Growth in new car sales is assumed to run at twice GDP expansion on the basis of other large emerging markets such as Indonesia. The scenario has production of 4.16 million locally manufactured vehicles in 2050, 463,000 new vehicle imports and no second-hand imports (tokunbo).
This scenario has a park of 40.4 million cars in 2050 including 18.3 million Nigerian used. We have chosen it because it has the same GDP growth as the first scenario but less vigorous government backing for the industry.
Nonetheless, it would amount to a transformation. PwC’s estimates for 2015 have a park of 14.5 million vehicles, tokunbo imports of 335,000, new vehicle imports of 91,000 including the grey cross-border market and just 30,000 locally manufactured cars. Just three companies were assembling vehicles when the report was prepared, all on a semi knocked down (SKD) basis, although the FGN has awarded 35 licenses.
There is a government plan in place (the national automotive industry development plan), which includes a tariff structure to encourage domestic vehicle production. Additionally, the report identifies required backing in several areas. The first is probably the cost of vehicle purchases. The report cites a survey showing that 63% of Nigerians could not afford a car without some support. Consumer finance in Nigeria is in its early stages, which we can also see from the mortgage market.

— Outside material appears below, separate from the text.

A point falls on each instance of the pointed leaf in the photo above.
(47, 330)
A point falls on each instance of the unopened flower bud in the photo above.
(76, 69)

The report highlights porous borders, and notes that cars are the most smuggled items after rice and other foodstuffs.
Quality standards have to be established and enforced if the Nigerian consumer is to be weaned off a preference for imported vehicles. For the same reason, manufacturers would have to invest heavily in training.
Finally, the scenario assumes the development of satellite industries to provide parts for vehicle manufacture. The report cites batteries, belts, lights and tyres. We would add steel, which is essential to industrialization, and note the FGN’s determination to revive the industry.
There are major boosts to employment and skills development, as well as balance-of-payments benefits, from the development of a sizeable auto industry. Among the larger emerging markets, Nigeria is almost alone is not having just an industry. Motor vehicles and assembly represented less than 0.1% of constant price GDP in 2015.